Perakende yatırımcılar, piyasanın en riskli köşelerine dikkat ve nakit atarak her şeyi yapıyor. Ancak Trump’ın politikaları, bu abartılı pazarı ateşe veren maçı yakabilir.
Piyasa kaosu seviyor gibi görünse de, herkes sevmiyor. Uzun zamandır bir gecikme olan küçük sermayeli Russell 2000 Endeksi, aniden Wall Street’in sevgilisi oldu. Bu yıl %20 artarak S&P 500’ün %26’lık kazancını geride bıraktı. Yatırımcılar, Trump’ın yerli odaklı şirketleri tercih eden “Önce Amerika” doktrinine büyük bahis oynuyorlar.

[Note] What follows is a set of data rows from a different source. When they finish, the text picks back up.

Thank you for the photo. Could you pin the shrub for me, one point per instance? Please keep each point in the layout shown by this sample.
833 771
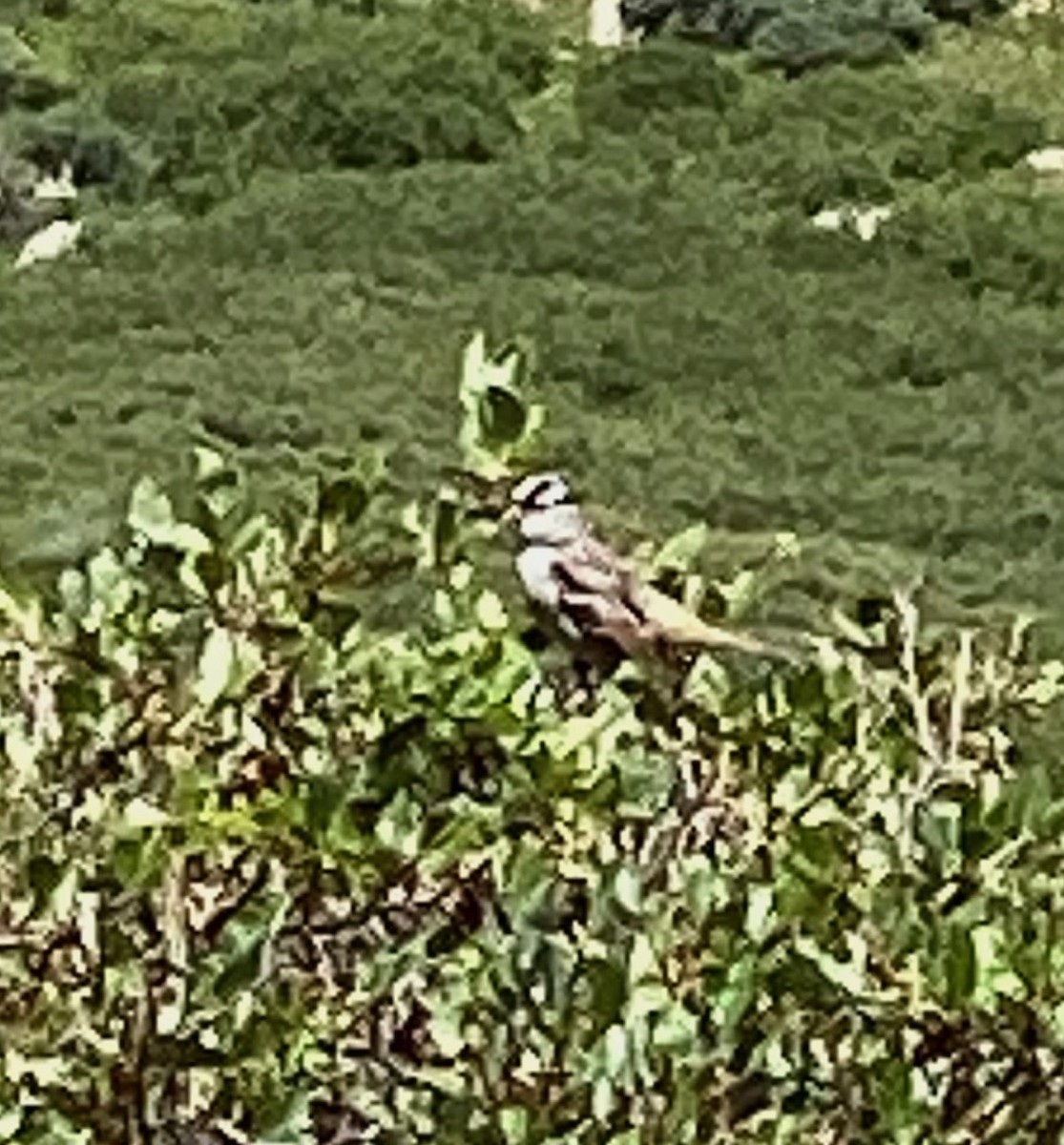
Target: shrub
268 870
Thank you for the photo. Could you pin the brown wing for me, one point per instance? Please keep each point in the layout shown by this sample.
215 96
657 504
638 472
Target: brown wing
596 591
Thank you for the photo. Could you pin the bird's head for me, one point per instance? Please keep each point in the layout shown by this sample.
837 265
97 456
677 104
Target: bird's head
544 509
539 491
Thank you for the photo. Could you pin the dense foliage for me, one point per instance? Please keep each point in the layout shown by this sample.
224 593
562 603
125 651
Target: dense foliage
269 874
190 96
797 34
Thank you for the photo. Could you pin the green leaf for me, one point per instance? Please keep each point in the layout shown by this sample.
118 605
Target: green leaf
503 418
760 913
628 887
10 1122
217 665
152 516
681 551
513 1122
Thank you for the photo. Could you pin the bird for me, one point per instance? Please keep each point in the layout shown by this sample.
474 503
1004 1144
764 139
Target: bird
595 596
60 236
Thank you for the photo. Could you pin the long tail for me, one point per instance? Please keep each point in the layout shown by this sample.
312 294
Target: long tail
678 625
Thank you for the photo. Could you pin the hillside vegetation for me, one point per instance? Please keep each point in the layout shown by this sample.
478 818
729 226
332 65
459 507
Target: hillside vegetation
295 844
269 874
642 227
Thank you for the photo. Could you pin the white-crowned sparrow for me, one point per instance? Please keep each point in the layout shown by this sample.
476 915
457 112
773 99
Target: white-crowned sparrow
591 593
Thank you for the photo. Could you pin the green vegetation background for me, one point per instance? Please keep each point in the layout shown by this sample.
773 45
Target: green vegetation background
704 354
365 883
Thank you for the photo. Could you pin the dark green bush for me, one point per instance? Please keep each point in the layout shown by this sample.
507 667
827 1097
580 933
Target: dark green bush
662 75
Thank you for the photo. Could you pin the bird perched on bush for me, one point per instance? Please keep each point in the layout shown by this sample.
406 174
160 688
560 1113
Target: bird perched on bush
595 596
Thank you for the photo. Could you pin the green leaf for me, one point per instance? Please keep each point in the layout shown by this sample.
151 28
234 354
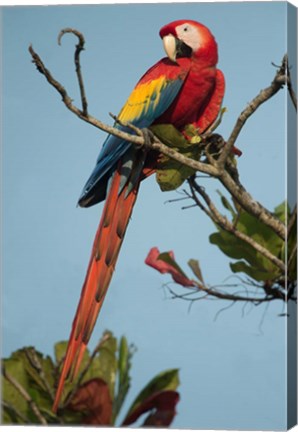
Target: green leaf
167 380
15 367
252 262
171 174
104 364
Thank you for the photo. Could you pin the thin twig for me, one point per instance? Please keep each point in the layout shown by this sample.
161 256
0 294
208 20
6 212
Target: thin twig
79 48
226 225
290 86
252 206
278 82
24 395
292 220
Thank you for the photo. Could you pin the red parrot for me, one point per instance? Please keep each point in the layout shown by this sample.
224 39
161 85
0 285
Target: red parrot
184 88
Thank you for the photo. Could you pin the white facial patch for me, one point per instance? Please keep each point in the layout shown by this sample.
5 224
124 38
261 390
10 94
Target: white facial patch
190 35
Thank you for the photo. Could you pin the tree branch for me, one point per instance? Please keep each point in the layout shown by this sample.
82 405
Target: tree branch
79 48
213 168
226 225
281 78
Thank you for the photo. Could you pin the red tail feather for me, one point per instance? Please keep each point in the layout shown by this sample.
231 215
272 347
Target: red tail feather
106 247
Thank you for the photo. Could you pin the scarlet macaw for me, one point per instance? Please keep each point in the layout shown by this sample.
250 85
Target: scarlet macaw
182 89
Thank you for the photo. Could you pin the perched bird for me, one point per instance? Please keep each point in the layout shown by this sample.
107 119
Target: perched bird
184 88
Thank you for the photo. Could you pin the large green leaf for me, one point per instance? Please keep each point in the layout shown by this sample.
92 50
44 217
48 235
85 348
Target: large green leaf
171 174
104 365
37 379
167 380
251 262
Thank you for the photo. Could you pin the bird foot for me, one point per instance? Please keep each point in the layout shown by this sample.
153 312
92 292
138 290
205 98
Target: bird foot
148 138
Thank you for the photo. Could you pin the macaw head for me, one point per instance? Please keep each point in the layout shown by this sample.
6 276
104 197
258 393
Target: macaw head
188 38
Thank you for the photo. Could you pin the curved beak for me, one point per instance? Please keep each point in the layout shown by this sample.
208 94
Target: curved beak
169 44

Küçük sermayeli hisse senetleri, Trump’ın ticaret savaşı söylemine bir can simidiymiş gibi tutundu. Mantık basit: uluslararası pazarlara daha az maruz kalma, korumacı bir dünyada daha az riske eşittir. Ama sorun şu. Küçük sermayeli kazançlar zayıf ve artan borçlanma maliyetleri bu borç bağımlı şirketleri sakatlayabilir.